Pensei no meu avô, o que se foi e o que sequer chegou, e vi o senhor. Era frágil, era casquinha de ovo, tinha sofrimento, tinha dor, tinha uma vida inteira nas mãos enrugadas, tinha tanto...! Era a experiência. Minha última experiência com avô que eu tinha tido fora com o avô que sequer chegou, que não sabe meu nome e não sabe de qual filha (cujos nomes ele também desconhece ou ignora) dele eu sou filha, pensou que eu fosse da outra que já se foi. Nunca pensei que fosse desejar que alguém tivesse Alzheimer, esclerose, problemas neurológicos ou alguma explicação científica. Enfim, a experiência tinha sido uma não-experiência.

Não precisava mais da não-experiência, na minha cabeça eu recriei minha história, onde aquele senhor era meu avô e derramava em mim toda a sua experiência e todo o abandono de seus sapatos roídos.

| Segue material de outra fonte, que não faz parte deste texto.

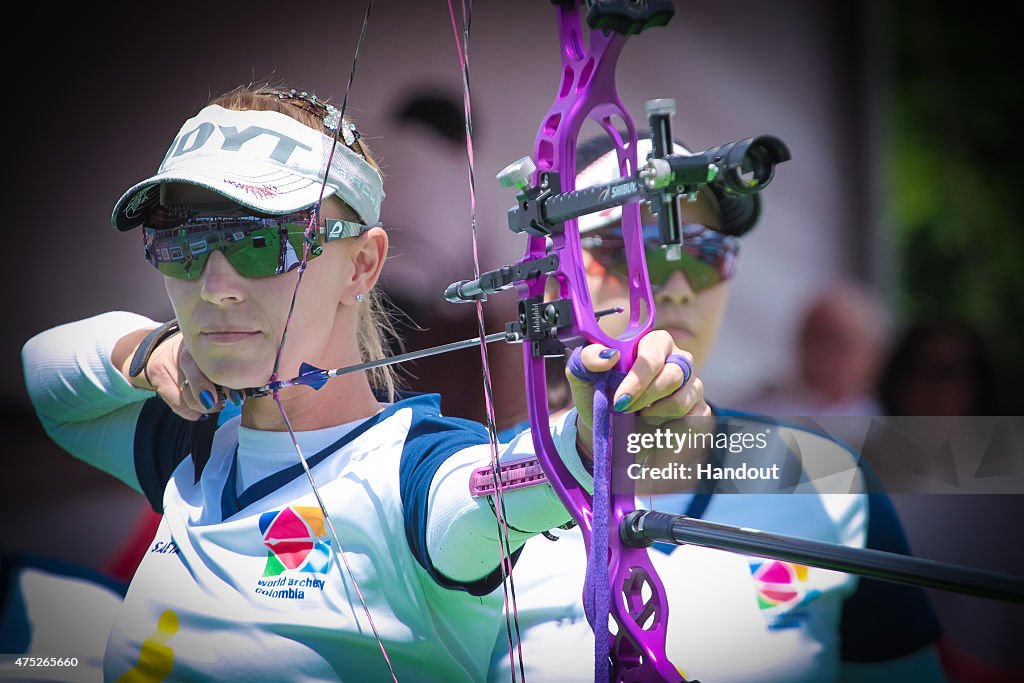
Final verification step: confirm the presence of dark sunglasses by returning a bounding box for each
[142,206,380,280]
[581,223,739,292]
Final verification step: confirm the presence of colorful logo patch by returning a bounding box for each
[259,506,331,577]
[750,559,821,629]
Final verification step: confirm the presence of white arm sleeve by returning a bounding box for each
[22,312,158,490]
[427,409,594,582]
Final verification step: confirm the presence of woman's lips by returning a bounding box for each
[655,325,693,339]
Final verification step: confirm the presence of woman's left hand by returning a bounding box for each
[565,330,712,458]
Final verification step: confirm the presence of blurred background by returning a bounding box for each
[0,0,1024,672]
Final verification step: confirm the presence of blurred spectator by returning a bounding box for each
[879,321,1000,416]
[739,283,886,417]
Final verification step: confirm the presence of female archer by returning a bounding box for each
[24,87,708,681]
[492,135,945,683]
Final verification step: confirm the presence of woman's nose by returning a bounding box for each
[200,250,246,303]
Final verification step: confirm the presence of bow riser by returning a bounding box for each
[518,6,681,681]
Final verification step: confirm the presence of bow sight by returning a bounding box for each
[444,98,790,303]
[498,99,790,260]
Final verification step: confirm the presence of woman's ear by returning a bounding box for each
[344,227,388,305]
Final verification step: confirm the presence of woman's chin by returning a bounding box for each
[206,362,271,389]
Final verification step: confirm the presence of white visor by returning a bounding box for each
[111,104,384,230]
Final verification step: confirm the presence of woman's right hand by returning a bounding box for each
[135,334,222,421]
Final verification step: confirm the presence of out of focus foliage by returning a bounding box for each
[877,0,1024,415]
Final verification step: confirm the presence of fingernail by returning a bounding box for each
[199,389,217,411]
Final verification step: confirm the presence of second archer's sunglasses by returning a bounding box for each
[581,223,739,292]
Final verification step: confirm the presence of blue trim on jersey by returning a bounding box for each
[220,394,414,519]
[135,396,199,513]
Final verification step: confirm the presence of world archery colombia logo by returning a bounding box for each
[256,506,331,600]
[750,558,821,630]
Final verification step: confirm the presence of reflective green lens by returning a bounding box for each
[646,247,722,292]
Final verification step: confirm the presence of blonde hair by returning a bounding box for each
[208,83,400,401]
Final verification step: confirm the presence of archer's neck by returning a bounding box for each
[242,373,381,431]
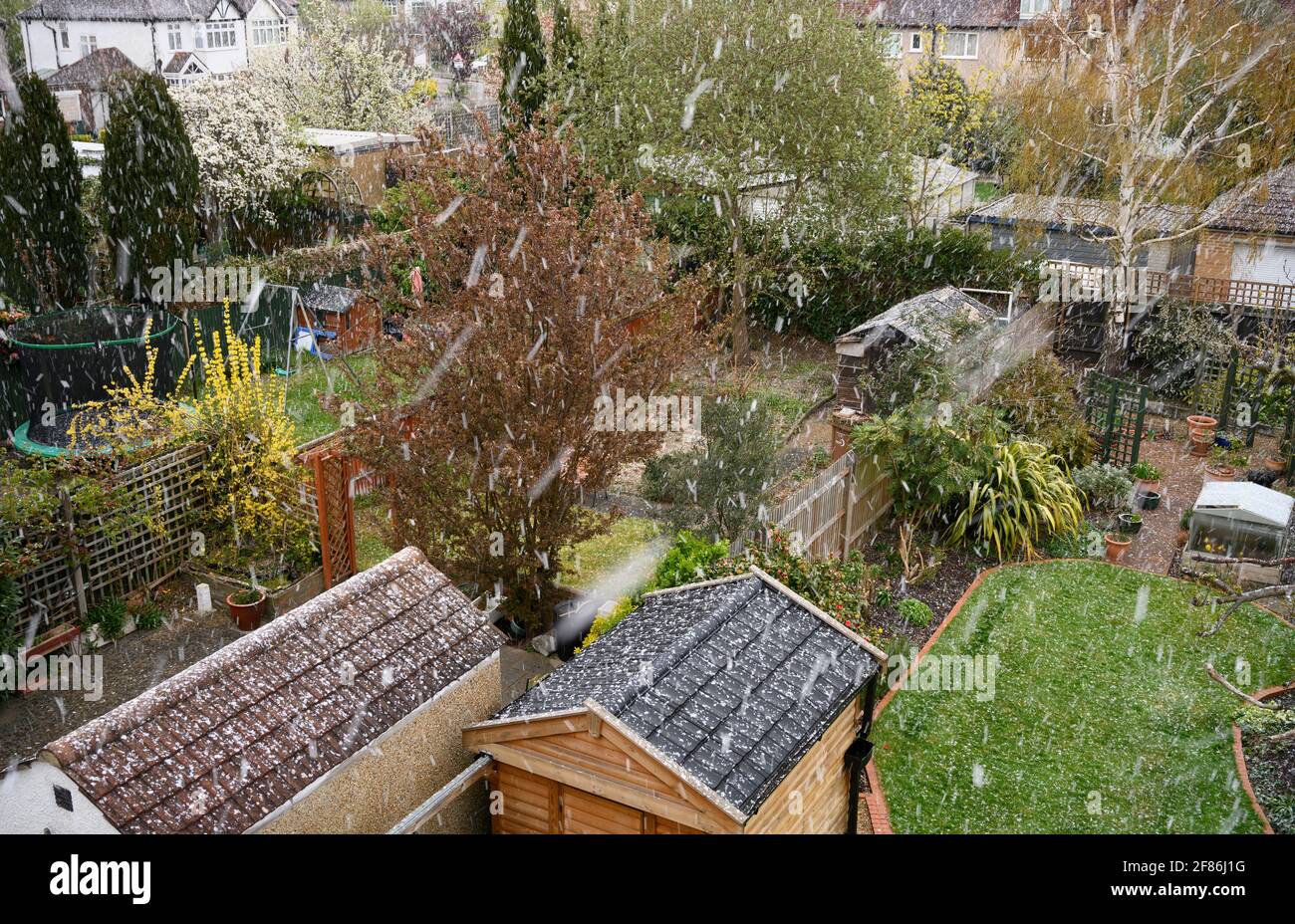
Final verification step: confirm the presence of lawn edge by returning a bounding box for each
[1227,678,1295,834]
[863,558,1295,834]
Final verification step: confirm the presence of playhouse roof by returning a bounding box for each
[1192,481,1295,530]
[484,571,885,815]
[42,548,504,833]
[837,286,994,353]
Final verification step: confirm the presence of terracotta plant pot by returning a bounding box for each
[1187,414,1218,443]
[225,587,266,631]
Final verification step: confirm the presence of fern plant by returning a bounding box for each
[948,440,1083,562]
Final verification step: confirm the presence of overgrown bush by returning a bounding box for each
[948,440,1083,562]
[1071,462,1134,510]
[644,387,780,539]
[985,353,1093,468]
[895,596,935,626]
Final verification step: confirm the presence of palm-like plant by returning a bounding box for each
[948,440,1083,562]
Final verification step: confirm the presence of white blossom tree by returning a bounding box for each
[253,0,418,132]
[173,71,306,239]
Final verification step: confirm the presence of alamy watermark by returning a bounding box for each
[0,653,104,703]
[149,260,262,304]
[886,648,998,703]
[593,388,702,433]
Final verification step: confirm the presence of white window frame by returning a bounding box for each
[249,19,288,48]
[940,32,980,61]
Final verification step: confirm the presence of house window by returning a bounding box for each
[940,32,980,58]
[251,19,288,48]
[1020,0,1070,19]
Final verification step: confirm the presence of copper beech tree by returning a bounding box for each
[354,121,703,633]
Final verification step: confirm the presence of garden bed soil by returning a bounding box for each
[1240,688,1295,834]
[863,531,989,656]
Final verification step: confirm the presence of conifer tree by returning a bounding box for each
[103,74,199,301]
[0,74,87,311]
[499,0,547,124]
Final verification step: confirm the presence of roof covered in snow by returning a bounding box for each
[496,575,880,814]
[18,0,273,22]
[1192,481,1295,530]
[46,48,139,91]
[43,548,504,833]
[967,193,1194,233]
[1201,164,1295,234]
[837,286,994,346]
[842,0,1020,29]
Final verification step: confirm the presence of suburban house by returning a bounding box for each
[46,48,139,134]
[463,569,886,833]
[0,548,505,833]
[842,0,1069,84]
[966,193,1195,275]
[1195,164,1295,299]
[18,0,297,84]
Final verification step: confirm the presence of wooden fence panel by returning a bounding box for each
[729,452,891,558]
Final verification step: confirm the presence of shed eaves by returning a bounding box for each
[43,548,504,833]
[496,576,880,814]
[1201,164,1295,234]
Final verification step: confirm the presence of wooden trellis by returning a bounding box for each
[1084,371,1148,466]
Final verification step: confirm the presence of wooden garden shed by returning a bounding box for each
[463,569,885,833]
[837,286,996,414]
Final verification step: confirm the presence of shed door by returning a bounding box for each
[562,786,644,834]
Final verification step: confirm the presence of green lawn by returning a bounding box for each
[558,517,660,590]
[876,562,1295,833]
[288,353,373,443]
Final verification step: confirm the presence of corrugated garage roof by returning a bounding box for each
[43,548,504,833]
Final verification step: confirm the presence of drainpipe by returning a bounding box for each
[846,666,882,834]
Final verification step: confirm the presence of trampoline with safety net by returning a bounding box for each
[9,306,184,456]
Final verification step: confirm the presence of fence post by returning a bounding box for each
[59,491,90,618]
[841,458,859,562]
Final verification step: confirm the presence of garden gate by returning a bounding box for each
[1084,370,1148,467]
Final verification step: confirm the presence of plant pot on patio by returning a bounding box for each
[1106,533,1134,563]
[1204,463,1237,483]
[225,587,266,631]
[1187,414,1218,445]
[1134,491,1161,510]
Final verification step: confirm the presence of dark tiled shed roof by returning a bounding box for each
[496,576,880,814]
[46,549,504,833]
[1201,164,1295,234]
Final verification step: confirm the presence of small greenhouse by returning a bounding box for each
[1186,481,1295,583]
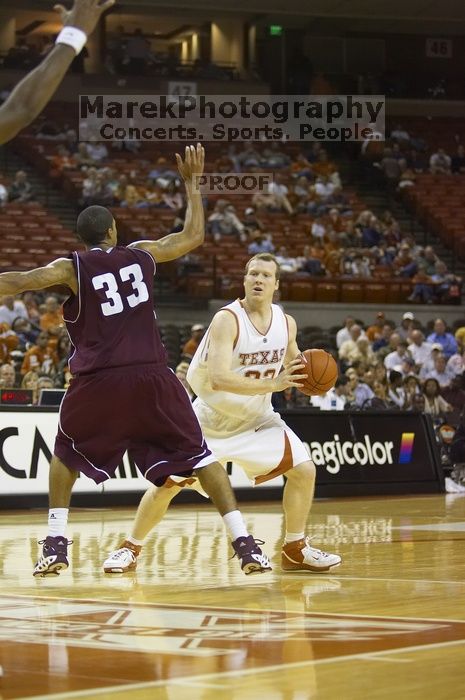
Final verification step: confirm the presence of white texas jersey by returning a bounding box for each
[187,299,289,435]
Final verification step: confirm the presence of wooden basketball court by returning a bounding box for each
[0,495,465,700]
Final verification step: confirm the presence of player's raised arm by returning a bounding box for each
[0,258,77,296]
[207,311,307,396]
[0,0,115,144]
[131,143,205,262]
[284,314,300,365]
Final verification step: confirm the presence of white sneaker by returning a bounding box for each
[281,537,342,573]
[445,476,465,493]
[103,540,141,574]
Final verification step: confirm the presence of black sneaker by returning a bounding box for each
[232,535,271,574]
[32,536,72,576]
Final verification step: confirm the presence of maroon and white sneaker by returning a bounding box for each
[232,535,271,575]
[32,536,72,576]
[103,540,142,574]
[281,537,342,574]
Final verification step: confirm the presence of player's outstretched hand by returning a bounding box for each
[53,0,115,36]
[176,143,205,183]
[273,357,307,391]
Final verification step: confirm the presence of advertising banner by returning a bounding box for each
[0,408,443,507]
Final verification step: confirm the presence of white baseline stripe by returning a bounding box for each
[16,639,465,700]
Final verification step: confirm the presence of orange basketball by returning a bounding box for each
[296,348,338,396]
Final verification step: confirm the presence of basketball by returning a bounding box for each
[296,348,338,396]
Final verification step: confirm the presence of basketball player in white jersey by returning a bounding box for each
[104,253,341,573]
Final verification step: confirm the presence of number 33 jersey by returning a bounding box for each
[63,246,167,375]
[187,299,289,435]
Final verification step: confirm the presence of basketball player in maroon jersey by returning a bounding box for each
[0,144,271,576]
[0,0,115,144]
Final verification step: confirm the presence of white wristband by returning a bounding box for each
[55,27,87,56]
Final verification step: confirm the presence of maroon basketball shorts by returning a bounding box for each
[55,364,215,485]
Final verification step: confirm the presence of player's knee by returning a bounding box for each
[286,460,316,483]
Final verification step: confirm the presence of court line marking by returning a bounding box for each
[5,592,465,624]
[16,639,465,700]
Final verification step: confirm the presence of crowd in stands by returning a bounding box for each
[0,170,36,209]
[0,293,71,403]
[8,119,463,304]
[274,311,465,425]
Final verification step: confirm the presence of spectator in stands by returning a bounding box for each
[384,334,410,372]
[339,323,362,367]
[374,148,401,188]
[403,374,423,409]
[425,353,454,389]
[427,318,457,359]
[264,173,294,214]
[276,245,299,272]
[336,316,355,350]
[431,260,462,304]
[87,140,108,165]
[120,185,146,208]
[262,141,290,170]
[0,323,19,363]
[40,295,63,335]
[429,148,452,175]
[289,151,313,179]
[407,268,434,304]
[162,180,184,210]
[21,331,58,376]
[365,311,386,343]
[392,243,418,277]
[397,158,417,192]
[51,146,76,174]
[346,369,375,408]
[297,245,326,277]
[21,370,39,404]
[395,311,415,342]
[447,347,465,378]
[9,170,34,204]
[11,316,39,351]
[376,332,401,362]
[234,143,262,172]
[0,174,8,207]
[429,148,452,175]
[408,329,432,372]
[312,148,341,187]
[74,143,95,170]
[407,148,429,174]
[423,377,453,420]
[182,323,205,362]
[388,369,406,409]
[208,199,246,242]
[390,124,410,145]
[126,27,150,75]
[370,323,393,356]
[310,374,349,411]
[0,294,29,328]
[441,375,465,425]
[451,144,465,175]
[242,207,265,238]
[0,362,16,389]
[247,233,274,255]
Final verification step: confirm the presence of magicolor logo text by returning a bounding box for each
[306,433,415,474]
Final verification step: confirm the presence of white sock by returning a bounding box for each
[223,510,249,542]
[48,508,69,537]
[284,532,305,544]
[126,535,144,547]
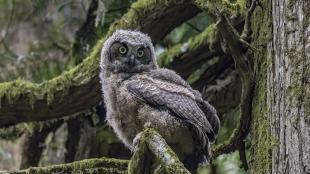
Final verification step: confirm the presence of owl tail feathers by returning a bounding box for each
[183,145,212,173]
[183,151,211,173]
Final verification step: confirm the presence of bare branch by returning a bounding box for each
[128,129,190,174]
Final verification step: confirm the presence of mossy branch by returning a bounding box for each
[0,0,200,127]
[0,158,128,174]
[196,0,256,156]
[128,129,190,174]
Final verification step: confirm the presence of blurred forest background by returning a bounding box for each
[0,0,246,174]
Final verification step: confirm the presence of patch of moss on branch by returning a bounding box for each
[195,0,247,15]
[157,24,216,67]
[0,0,198,126]
[249,0,276,174]
[8,158,128,174]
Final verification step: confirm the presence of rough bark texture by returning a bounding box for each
[267,0,310,174]
[0,0,200,127]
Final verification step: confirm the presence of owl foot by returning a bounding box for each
[132,132,143,152]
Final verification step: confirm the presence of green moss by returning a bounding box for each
[157,24,216,67]
[0,0,177,106]
[249,0,276,174]
[10,158,128,174]
[195,0,246,15]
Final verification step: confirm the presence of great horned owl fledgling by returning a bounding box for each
[100,30,220,168]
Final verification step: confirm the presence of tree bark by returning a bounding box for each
[267,0,310,174]
[0,0,201,127]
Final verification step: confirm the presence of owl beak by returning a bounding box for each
[126,54,136,66]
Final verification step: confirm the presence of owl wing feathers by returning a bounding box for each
[149,68,220,142]
[126,73,216,148]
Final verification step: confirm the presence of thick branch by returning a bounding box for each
[214,1,255,156]
[158,25,224,79]
[7,158,128,174]
[128,129,190,174]
[0,0,200,127]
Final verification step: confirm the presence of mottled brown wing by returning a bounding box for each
[125,76,215,147]
[149,68,220,142]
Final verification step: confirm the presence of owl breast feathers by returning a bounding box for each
[100,30,220,171]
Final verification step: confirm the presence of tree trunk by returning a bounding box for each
[250,0,310,174]
[267,0,310,174]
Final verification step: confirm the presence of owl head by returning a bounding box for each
[100,30,157,76]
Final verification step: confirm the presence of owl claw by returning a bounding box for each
[131,132,142,152]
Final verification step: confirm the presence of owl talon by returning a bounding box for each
[132,132,142,152]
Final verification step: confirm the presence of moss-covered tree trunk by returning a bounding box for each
[251,0,310,174]
[267,0,310,174]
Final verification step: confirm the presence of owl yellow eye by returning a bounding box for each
[118,46,127,54]
[138,50,144,57]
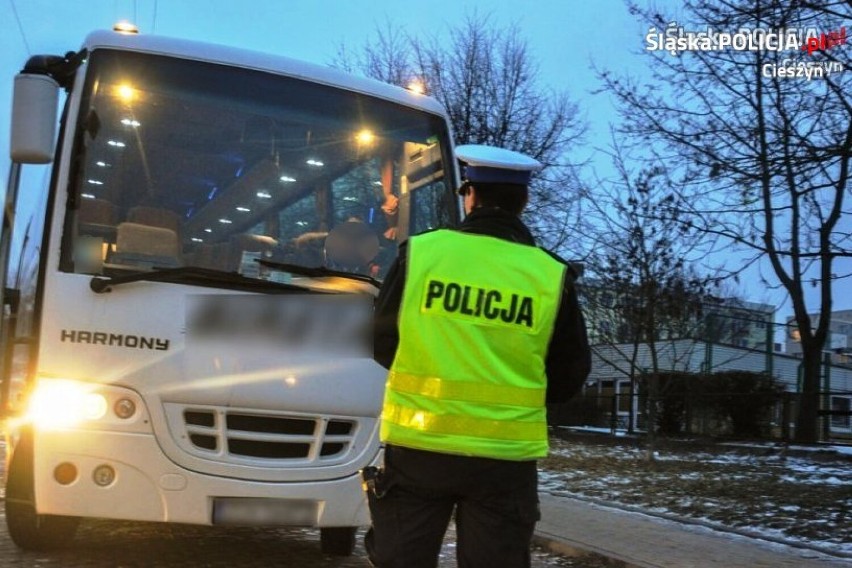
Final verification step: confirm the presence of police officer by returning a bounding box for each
[365,145,590,568]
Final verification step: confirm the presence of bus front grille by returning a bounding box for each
[170,407,357,465]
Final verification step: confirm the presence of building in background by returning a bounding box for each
[786,310,852,365]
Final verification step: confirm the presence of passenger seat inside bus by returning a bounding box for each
[77,197,118,237]
[111,206,183,268]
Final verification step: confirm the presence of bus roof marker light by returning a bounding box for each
[115,83,136,103]
[355,128,376,146]
[405,79,426,95]
[112,20,139,35]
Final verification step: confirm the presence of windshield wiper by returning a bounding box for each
[89,266,316,294]
[256,258,382,288]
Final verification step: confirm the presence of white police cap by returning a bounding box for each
[456,144,543,185]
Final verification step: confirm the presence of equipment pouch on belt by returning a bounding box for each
[361,466,388,499]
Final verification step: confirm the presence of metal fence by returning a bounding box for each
[548,391,852,443]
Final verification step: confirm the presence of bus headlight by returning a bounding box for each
[27,379,108,429]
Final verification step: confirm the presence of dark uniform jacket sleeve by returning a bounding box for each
[545,268,592,403]
[373,243,408,369]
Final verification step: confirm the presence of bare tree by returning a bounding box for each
[582,153,717,448]
[335,16,585,251]
[601,0,852,442]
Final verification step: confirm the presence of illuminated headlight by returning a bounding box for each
[112,398,136,420]
[27,379,108,429]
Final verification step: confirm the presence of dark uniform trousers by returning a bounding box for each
[365,445,539,568]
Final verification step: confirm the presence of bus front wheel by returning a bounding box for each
[320,527,357,556]
[6,501,80,550]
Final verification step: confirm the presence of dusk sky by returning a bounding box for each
[0,0,852,319]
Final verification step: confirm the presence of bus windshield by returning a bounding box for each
[61,50,456,280]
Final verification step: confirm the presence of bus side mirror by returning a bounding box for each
[9,73,59,164]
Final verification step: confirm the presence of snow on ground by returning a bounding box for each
[539,435,852,558]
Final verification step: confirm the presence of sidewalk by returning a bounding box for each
[535,493,852,568]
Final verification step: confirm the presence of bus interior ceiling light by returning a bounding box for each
[112,20,139,34]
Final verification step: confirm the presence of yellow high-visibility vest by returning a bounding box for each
[381,230,566,460]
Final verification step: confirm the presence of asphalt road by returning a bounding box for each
[0,502,601,568]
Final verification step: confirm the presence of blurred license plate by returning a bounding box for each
[213,497,318,526]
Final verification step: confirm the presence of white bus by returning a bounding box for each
[0,26,459,555]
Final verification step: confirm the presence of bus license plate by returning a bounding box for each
[213,497,319,526]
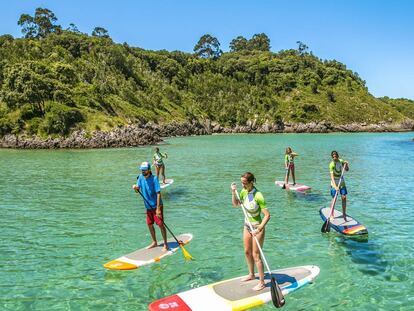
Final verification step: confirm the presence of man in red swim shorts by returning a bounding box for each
[132,162,168,251]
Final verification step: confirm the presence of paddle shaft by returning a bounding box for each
[329,165,346,218]
[138,189,182,245]
[234,190,272,276]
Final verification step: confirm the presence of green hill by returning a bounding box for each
[0,9,414,137]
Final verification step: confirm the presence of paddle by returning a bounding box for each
[137,189,194,260]
[233,183,285,308]
[282,164,289,189]
[321,165,346,233]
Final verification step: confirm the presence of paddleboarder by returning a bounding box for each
[282,147,298,189]
[152,147,168,184]
[231,172,270,291]
[329,150,349,221]
[132,162,168,251]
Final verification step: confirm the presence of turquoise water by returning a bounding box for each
[0,133,414,310]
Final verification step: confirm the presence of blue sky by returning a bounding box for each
[0,0,414,99]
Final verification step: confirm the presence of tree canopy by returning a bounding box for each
[0,5,414,136]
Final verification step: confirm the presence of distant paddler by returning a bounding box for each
[282,147,298,189]
[153,147,168,184]
[132,162,168,251]
[231,172,270,291]
[329,150,349,221]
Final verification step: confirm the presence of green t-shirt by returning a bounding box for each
[154,152,165,166]
[329,159,345,188]
[240,188,267,225]
[285,153,295,164]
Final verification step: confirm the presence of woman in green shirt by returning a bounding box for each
[153,147,168,184]
[231,172,270,291]
[283,147,298,189]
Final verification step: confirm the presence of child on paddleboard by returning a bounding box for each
[282,147,298,189]
[132,162,168,251]
[153,147,168,184]
[231,172,270,291]
[329,150,349,221]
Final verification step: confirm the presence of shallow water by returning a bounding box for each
[0,133,414,310]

Os amigos não são a família que escolhemos? senhor, quero ser sua amiga, temos mais nove minutos e meio pra isso! Ou o resto de sua vida inteira. Senhor, eu queria um avô, será que o senhor tem uma neta ou beliche? Eu não incomodo muito e minha avó me ensinou a fazer docinhos, imagine, minha avó! Ela poderia ter sido sua esposa em algum outro lugar, quem sabe? Se o senhor desse uma voltinha no interior de Minas, vamos voltar? Acho que essa cidade não faz bem pro senhor, como que o senhor se sentia durante a Segunda Guerra mesmo? Conte-me de suas guerras e lutas e vitórias. Senhor, quer ser meu amigo, quer ser meu avô?

E a porta do metrô fecha-se nas minhas costas, levando meu amigo de uma vida inteira que não tivemos.